Undead Sexist Cliche: Woman — without her, man is nothing!

(Title riffs on an old joke about punctuation, contrasting that phrase with “woman, without her man, is nothing.” Same words, different punctuation, different meaning).

In a recent Matriarchal Blessing post Celeste Davis quotes from Scott Galloway (whom I mentioned in this post), the current Male Whisperer for explaining the problems with young men and why they’re just giving up. I haven’t listened to the podcast (fair warning) but these are the quotes she cites:

“Without the guardrails of a romantic relationship, men are just lost … I had a girl friend when I was 24 who told me ‘if you don’t stop getting high every night, I’m going to stop having sex with you.’ That was very motivating for me … If a man by the age of 30 hasn’t either lived with someone or married someone, there is a 1 in 3 chance he is going to have a substance abuse problem. … The reality is that when you ask a man if you could have 80% of everything you wanted, 75% say yeah I’m on board. But when you ask a woman if they could have 80% of everything they wanted, 75% of women say no that’s not good enough. … the bottom half of men are literally shut out of the dating market.”

In that previous post of mine I quoted Galloway saying only one in three men under 30 have a girlfriend, which he thought was part of the problem. Now I’m seeing it in a different light: is his point that men are detached from women or that women are just too damn picky?

This takes me back to my first ever Undead Sexist Cliches post, about how men’s failures are supposedly due to women not marrying them. A man needs a woman to marry, or at least bond with him because that will force him to shape up; without a partner they’ll turn into violent thugs, never accomplish anything, or (as Galloway says) have a substance abuse problem. It’s not exactly the same — Galloway apparently doesn’t think women having sex is part of the problem — but it seems to be sibling territory.

Let’s note the obvious problem that coincidence is not causation: are those 1 in 3 men developing substance abuse because they don’t have a woman in their life or are women avoiding them because of substance abuse? It’s good Galloway quit his substance abuse when his girlfriend pushed but is he argument all men will do the same rather than get the girl and keep abusing anyway? Are literally 50 percent of men unable to get dates because women are so insanely picky? I’m skeptical. That’s a standard incel argument and on the same spectrum as ideas of enforced monogamy (note: I am not accusing Galloway of advocating for that).
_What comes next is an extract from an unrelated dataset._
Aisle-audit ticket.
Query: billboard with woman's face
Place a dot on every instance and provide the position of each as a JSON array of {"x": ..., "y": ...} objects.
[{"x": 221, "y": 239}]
Underlying all these arguments is the idea that women are a root cause of male failure; if women would only be nicer, we wouldn’t have these problems or they’d at least be more manageable. Carried to the extreme (well, short of enforced monogamy) we get Gilder’s argument women have a moral duty to marry men, preferably those guys in the bottom 50 percent who will otherwise go off the rails. Never mind what women want, it’s their duty to society. As someone quoted in the Davis post says, it’s marriage as DEI for men.

Most of the people making this argument never suggest criticizing the failing men rather than women. That if young men are dropping out, we should be directing our ire at them, not women (Galloway, at least, says the men in the younger men’s lives should do exactly that). Single men’s bad behavior is just accepted as the way things are whereas women have agency (which can somehow transform men in a way nobody else would). And for some of the people spouting this cliche, having women married and tied down with kids, out of the workforce, would be a plus. It’s not only a sexist argument; the assumptions about men are deeply misandrist. Anti-feminists love to talk about how feminists hate and despise men, but they have a much lower regard for my gender (to the extent we can take their words seriously).
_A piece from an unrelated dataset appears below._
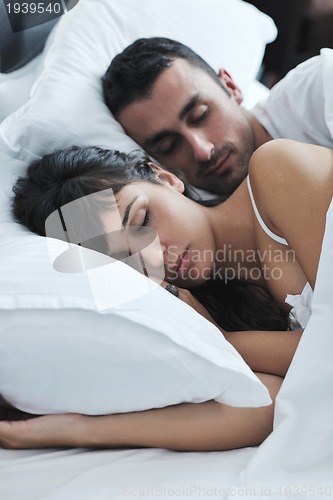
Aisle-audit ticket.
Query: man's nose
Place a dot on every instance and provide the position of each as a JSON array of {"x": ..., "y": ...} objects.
[{"x": 202, "y": 148}]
And while married men, according to some studies, flourish better than single men, the reverse is true of women. Women, for instance, are far more likely to end up with an unfair share of childcare and housework, even if they’re working as much as their spouse.
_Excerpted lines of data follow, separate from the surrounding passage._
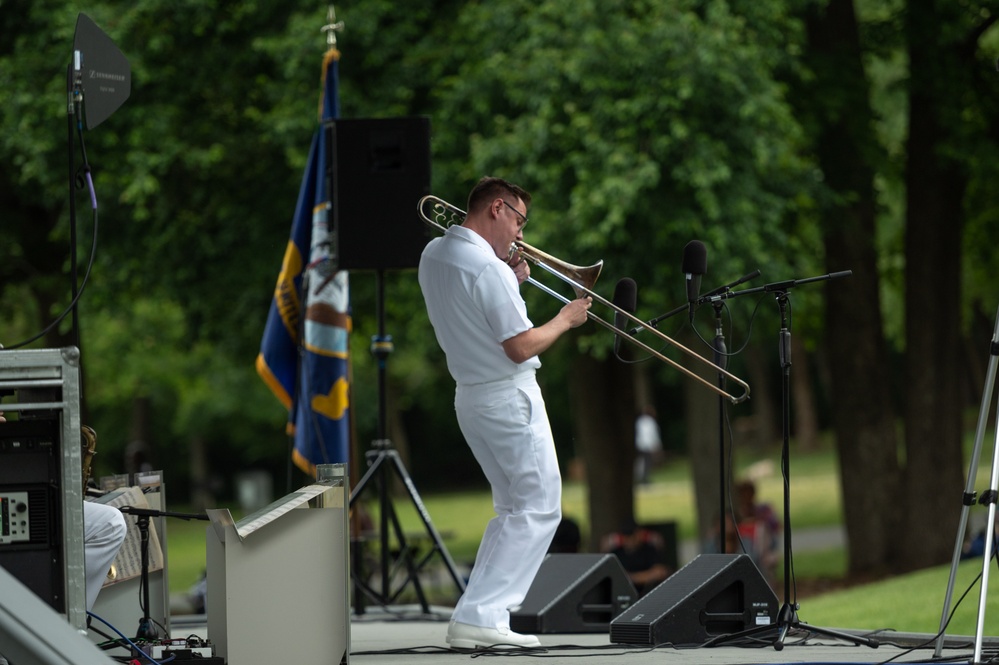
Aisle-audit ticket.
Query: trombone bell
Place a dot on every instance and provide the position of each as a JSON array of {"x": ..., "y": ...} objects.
[{"x": 440, "y": 214}]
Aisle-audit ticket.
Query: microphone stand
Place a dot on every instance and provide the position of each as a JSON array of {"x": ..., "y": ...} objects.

That puts me in mind of the book The Prophetic Imagination, in which Walter Brueggemann argues a true prophet not only sees the problems in the current system, they can envision a path forward to a new future. Maybe that’s what we need, a visionary who can see something other than the standard model of marriage, something that would encourage both sexes to come together. I’m not that visionary so I can’t imagine what that would be like. I hope someone can.